Demo für den Mittelstand: Teilnehmerin fordert „weniger Bildung“

Wer in das Publikum schaut, fragt sich ein bisschen, wogegen die Menschen eigentlich genau protestieren. Oder wofür sie stehen. Die einen halten Schilder mit durchgestrichenen Ampeln in die Höhe. Andere sind gegen Hilfszahlungen an die Ukraine. Es wehen Deutschland- und Bayernflaggen. Eine Seniorin fordert auf ihrem Pappschild sogar „Mehr Verstand, weniger Bildung“.

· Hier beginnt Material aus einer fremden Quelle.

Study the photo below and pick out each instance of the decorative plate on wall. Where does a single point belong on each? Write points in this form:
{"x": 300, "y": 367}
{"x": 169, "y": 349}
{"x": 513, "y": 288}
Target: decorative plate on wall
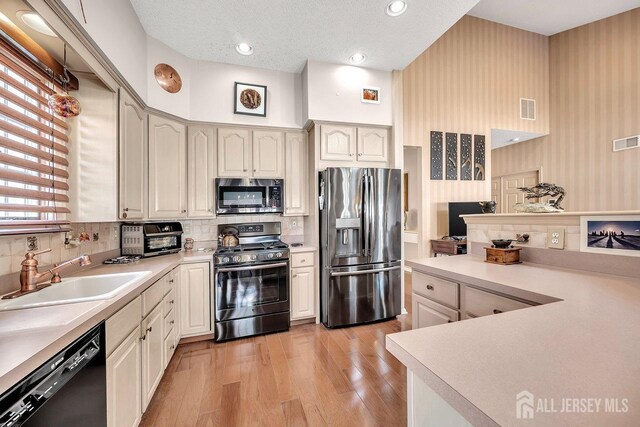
{"x": 250, "y": 99}
{"x": 168, "y": 78}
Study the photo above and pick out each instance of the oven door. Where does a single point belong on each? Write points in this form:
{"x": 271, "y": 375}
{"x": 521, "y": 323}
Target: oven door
{"x": 248, "y": 291}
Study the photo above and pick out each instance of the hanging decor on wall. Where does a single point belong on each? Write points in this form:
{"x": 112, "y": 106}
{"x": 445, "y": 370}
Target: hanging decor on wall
{"x": 436, "y": 155}
{"x": 478, "y": 157}
{"x": 250, "y": 99}
{"x": 370, "y": 95}
{"x": 451, "y": 161}
{"x": 168, "y": 78}
{"x": 466, "y": 169}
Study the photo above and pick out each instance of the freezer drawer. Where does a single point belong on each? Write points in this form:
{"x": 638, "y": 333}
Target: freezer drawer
{"x": 361, "y": 294}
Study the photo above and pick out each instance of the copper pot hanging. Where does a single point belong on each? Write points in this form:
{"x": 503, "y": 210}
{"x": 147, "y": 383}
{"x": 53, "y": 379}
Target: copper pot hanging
{"x": 64, "y": 105}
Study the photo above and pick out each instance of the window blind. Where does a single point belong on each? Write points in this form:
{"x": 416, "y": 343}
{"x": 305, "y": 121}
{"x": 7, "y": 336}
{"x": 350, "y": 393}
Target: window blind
{"x": 33, "y": 150}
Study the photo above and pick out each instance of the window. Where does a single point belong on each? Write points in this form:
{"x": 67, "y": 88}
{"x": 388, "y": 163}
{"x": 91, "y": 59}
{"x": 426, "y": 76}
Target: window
{"x": 33, "y": 150}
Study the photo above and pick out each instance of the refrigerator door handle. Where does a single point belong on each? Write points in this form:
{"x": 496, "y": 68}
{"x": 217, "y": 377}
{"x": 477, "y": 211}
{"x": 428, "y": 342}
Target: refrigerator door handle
{"x": 356, "y": 273}
{"x": 366, "y": 214}
{"x": 370, "y": 215}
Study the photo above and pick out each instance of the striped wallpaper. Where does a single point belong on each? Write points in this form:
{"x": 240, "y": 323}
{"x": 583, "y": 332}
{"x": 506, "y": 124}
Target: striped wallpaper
{"x": 594, "y": 98}
{"x": 470, "y": 81}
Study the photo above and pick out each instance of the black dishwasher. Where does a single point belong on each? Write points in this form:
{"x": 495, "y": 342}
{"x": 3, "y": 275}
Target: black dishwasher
{"x": 68, "y": 390}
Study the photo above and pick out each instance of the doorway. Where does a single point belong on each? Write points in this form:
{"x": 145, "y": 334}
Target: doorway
{"x": 504, "y": 189}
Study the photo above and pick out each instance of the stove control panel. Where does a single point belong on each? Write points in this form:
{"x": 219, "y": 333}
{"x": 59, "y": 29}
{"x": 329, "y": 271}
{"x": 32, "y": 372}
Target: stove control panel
{"x": 251, "y": 257}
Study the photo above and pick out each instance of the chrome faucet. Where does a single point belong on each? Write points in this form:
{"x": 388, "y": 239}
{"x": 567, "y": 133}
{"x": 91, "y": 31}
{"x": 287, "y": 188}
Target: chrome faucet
{"x": 31, "y": 280}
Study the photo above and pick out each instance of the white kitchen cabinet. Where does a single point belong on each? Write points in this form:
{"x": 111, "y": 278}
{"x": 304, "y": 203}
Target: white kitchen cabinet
{"x": 167, "y": 168}
{"x": 303, "y": 285}
{"x": 373, "y": 145}
{"x": 201, "y": 161}
{"x": 132, "y": 161}
{"x": 268, "y": 156}
{"x": 234, "y": 153}
{"x": 195, "y": 299}
{"x": 124, "y": 382}
{"x": 302, "y": 293}
{"x": 296, "y": 176}
{"x": 337, "y": 143}
{"x": 429, "y": 313}
{"x": 152, "y": 353}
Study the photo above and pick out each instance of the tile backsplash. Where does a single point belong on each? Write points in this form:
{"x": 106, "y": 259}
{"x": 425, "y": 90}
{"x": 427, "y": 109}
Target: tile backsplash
{"x": 203, "y": 231}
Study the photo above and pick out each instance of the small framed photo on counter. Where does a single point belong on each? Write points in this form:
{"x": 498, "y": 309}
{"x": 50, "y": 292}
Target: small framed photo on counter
{"x": 370, "y": 95}
{"x": 250, "y": 99}
{"x": 610, "y": 234}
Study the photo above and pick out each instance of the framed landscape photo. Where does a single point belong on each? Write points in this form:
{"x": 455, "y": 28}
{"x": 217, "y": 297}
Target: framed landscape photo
{"x": 370, "y": 95}
{"x": 250, "y": 99}
{"x": 611, "y": 235}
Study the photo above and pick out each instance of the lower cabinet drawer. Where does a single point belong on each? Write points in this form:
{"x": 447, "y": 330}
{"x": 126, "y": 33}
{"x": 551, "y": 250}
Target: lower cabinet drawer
{"x": 434, "y": 288}
{"x": 169, "y": 322}
{"x": 304, "y": 259}
{"x": 120, "y": 325}
{"x": 152, "y": 296}
{"x": 477, "y": 303}
{"x": 169, "y": 346}
{"x": 169, "y": 302}
{"x": 428, "y": 313}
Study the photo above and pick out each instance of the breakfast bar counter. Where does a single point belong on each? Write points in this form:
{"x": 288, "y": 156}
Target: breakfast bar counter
{"x": 573, "y": 358}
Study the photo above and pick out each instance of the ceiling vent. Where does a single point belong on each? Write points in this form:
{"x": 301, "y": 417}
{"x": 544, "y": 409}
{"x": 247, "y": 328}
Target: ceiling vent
{"x": 527, "y": 109}
{"x": 626, "y": 143}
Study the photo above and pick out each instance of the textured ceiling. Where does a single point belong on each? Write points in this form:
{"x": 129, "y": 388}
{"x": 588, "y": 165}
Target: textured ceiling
{"x": 285, "y": 33}
{"x": 549, "y": 17}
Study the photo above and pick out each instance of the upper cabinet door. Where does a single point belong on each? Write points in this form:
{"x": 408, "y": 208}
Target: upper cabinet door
{"x": 337, "y": 143}
{"x": 373, "y": 145}
{"x": 234, "y": 153}
{"x": 296, "y": 177}
{"x": 133, "y": 132}
{"x": 167, "y": 168}
{"x": 268, "y": 156}
{"x": 201, "y": 161}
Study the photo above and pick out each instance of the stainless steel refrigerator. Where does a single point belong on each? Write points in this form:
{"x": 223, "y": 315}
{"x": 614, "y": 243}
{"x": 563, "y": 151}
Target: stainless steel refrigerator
{"x": 360, "y": 238}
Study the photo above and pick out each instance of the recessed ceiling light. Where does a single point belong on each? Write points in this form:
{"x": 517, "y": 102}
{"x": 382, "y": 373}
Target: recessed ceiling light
{"x": 396, "y": 8}
{"x": 357, "y": 58}
{"x": 35, "y": 22}
{"x": 244, "y": 49}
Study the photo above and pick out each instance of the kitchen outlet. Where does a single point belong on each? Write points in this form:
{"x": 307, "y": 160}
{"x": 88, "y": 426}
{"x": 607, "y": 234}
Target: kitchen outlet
{"x": 555, "y": 238}
{"x": 32, "y": 243}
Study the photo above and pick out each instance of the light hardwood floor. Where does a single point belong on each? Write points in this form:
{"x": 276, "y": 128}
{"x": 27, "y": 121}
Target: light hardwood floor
{"x": 309, "y": 375}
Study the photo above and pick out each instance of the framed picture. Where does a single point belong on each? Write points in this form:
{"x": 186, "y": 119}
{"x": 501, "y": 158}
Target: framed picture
{"x": 612, "y": 235}
{"x": 250, "y": 99}
{"x": 370, "y": 95}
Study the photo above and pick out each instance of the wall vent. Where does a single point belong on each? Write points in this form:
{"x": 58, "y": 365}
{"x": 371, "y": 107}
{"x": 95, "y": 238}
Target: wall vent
{"x": 626, "y": 143}
{"x": 527, "y": 109}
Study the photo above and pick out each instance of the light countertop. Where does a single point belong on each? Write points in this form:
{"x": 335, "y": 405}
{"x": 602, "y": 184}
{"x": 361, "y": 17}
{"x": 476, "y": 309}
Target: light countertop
{"x": 583, "y": 342}
{"x": 30, "y": 337}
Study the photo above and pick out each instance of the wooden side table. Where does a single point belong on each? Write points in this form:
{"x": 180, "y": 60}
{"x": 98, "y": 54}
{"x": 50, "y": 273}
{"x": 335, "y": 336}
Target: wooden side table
{"x": 448, "y": 247}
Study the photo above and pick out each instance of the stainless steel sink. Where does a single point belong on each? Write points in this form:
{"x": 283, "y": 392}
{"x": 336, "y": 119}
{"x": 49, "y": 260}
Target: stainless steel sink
{"x": 76, "y": 289}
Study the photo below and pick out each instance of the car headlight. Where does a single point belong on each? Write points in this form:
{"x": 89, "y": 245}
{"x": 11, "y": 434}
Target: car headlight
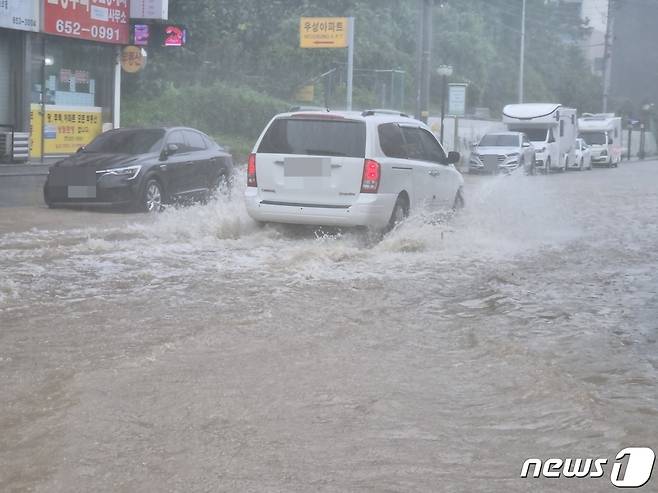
{"x": 129, "y": 172}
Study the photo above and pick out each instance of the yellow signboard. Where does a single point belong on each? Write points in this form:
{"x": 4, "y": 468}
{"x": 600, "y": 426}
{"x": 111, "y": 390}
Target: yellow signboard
{"x": 133, "y": 59}
{"x": 67, "y": 128}
{"x": 323, "y": 32}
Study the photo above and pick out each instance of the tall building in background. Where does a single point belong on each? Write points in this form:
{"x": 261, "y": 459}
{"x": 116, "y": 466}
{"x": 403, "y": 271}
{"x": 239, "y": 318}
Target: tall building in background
{"x": 635, "y": 54}
{"x": 595, "y": 13}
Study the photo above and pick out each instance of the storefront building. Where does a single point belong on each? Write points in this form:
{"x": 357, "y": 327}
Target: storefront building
{"x": 59, "y": 70}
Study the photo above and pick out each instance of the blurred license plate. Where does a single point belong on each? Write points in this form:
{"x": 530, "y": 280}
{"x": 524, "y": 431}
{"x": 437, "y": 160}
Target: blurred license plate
{"x": 307, "y": 166}
{"x": 82, "y": 191}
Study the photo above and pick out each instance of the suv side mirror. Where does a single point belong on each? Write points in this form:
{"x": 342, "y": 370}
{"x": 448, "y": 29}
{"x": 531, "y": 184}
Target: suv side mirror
{"x": 453, "y": 157}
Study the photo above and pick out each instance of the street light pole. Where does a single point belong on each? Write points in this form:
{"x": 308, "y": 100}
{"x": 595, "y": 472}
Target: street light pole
{"x": 444, "y": 71}
{"x": 424, "y": 58}
{"x": 522, "y": 60}
{"x": 443, "y": 103}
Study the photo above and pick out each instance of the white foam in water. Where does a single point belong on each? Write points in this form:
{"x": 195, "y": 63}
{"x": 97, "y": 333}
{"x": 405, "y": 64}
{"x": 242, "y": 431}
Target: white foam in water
{"x": 505, "y": 216}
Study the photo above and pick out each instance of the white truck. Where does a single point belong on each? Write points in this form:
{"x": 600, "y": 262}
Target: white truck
{"x": 552, "y": 129}
{"x": 602, "y": 132}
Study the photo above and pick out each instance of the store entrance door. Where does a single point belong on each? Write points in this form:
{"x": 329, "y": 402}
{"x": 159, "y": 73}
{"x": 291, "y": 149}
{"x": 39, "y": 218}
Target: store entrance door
{"x": 5, "y": 80}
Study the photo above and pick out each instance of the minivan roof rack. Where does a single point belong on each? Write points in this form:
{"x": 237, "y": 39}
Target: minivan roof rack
{"x": 307, "y": 108}
{"x": 383, "y": 112}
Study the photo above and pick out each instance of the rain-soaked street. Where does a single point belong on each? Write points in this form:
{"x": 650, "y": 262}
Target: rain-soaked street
{"x": 195, "y": 351}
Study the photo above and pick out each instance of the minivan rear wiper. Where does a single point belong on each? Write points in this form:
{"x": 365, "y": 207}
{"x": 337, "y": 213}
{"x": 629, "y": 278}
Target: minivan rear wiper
{"x": 317, "y": 152}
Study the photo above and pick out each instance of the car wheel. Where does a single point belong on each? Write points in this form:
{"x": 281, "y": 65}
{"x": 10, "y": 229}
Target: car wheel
{"x": 221, "y": 187}
{"x": 400, "y": 212}
{"x": 152, "y": 197}
{"x": 459, "y": 200}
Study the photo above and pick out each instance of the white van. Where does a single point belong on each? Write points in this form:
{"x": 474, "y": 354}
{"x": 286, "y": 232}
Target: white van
{"x": 602, "y": 132}
{"x": 348, "y": 169}
{"x": 551, "y": 128}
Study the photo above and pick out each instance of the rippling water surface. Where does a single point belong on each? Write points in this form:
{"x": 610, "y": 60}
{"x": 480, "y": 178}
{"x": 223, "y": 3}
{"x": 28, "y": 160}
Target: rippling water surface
{"x": 196, "y": 351}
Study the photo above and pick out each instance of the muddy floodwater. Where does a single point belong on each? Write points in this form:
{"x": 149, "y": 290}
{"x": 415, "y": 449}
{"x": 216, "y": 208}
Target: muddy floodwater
{"x": 196, "y": 351}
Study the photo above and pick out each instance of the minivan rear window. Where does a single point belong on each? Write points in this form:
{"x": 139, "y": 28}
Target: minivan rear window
{"x": 315, "y": 137}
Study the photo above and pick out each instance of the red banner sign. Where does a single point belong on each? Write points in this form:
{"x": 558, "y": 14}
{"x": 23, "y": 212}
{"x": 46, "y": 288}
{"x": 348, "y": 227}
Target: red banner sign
{"x": 106, "y": 21}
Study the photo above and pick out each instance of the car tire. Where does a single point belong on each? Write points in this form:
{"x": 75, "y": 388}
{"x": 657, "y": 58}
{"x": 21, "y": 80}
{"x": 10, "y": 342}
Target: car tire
{"x": 221, "y": 187}
{"x": 459, "y": 201}
{"x": 152, "y": 198}
{"x": 400, "y": 212}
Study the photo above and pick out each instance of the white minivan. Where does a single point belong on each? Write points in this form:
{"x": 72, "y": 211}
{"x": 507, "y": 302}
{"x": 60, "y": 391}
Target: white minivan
{"x": 330, "y": 168}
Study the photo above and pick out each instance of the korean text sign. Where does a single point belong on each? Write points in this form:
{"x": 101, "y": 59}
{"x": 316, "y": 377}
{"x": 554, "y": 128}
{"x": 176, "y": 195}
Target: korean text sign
{"x": 65, "y": 130}
{"x": 323, "y": 32}
{"x": 20, "y": 14}
{"x": 106, "y": 21}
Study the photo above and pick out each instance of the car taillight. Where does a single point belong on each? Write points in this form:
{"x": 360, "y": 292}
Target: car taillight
{"x": 371, "y": 176}
{"x": 251, "y": 171}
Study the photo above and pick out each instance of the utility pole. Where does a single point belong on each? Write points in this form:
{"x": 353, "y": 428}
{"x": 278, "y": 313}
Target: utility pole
{"x": 522, "y": 61}
{"x": 424, "y": 58}
{"x": 350, "y": 62}
{"x": 607, "y": 54}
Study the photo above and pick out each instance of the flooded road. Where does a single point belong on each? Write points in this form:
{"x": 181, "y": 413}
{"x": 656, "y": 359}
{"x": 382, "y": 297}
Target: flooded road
{"x": 195, "y": 351}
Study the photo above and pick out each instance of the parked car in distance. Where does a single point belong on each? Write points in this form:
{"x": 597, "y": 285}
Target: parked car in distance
{"x": 143, "y": 168}
{"x": 502, "y": 151}
{"x": 332, "y": 168}
{"x": 583, "y": 156}
{"x": 602, "y": 133}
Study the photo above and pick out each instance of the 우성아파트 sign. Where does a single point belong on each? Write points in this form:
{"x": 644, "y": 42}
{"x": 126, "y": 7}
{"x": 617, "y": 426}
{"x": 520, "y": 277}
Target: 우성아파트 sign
{"x": 323, "y": 32}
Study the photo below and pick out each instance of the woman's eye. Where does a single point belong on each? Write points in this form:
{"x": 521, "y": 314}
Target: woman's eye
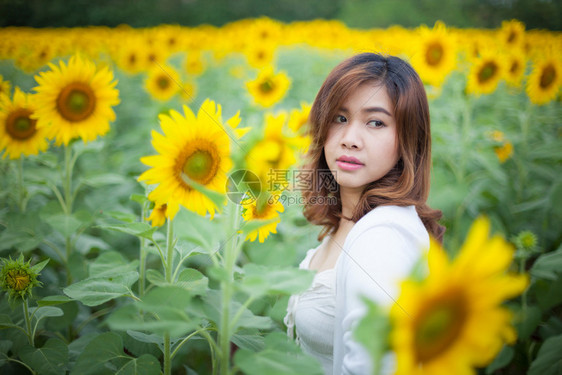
{"x": 376, "y": 124}
{"x": 340, "y": 119}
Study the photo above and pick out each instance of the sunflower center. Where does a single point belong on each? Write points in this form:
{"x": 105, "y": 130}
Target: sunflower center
{"x": 487, "y": 72}
{"x": 267, "y": 86}
{"x": 548, "y": 76}
{"x": 438, "y": 327}
{"x": 514, "y": 67}
{"x": 76, "y": 102}
{"x": 17, "y": 280}
{"x": 511, "y": 38}
{"x": 163, "y": 82}
{"x": 201, "y": 165}
{"x": 19, "y": 125}
{"x": 434, "y": 54}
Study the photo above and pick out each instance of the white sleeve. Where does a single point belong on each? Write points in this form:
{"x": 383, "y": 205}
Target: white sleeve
{"x": 376, "y": 262}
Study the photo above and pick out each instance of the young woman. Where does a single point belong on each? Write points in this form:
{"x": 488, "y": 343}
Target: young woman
{"x": 371, "y": 151}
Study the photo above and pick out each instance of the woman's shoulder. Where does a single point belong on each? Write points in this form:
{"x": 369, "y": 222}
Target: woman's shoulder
{"x": 399, "y": 222}
{"x": 310, "y": 253}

In der Tat richtet sich der Protest am Sonntag gegen vieles, unter anderem gegen die Erhöhung der Lkw-Maut, die Abschaffung der Agrardiesel-Subventionen, CO2-Steuern oder gegen die wieder erhöhte Mehrwertsteuer in der Gastronomie. Es geht aber auch um Altersarmut, Wohnungsnot, den Pflegenotstand, fehlende Kitaplätze und zu viel Bürokratie. Gegen alles, was in diesem Land aktuell also nicht so gut laufe.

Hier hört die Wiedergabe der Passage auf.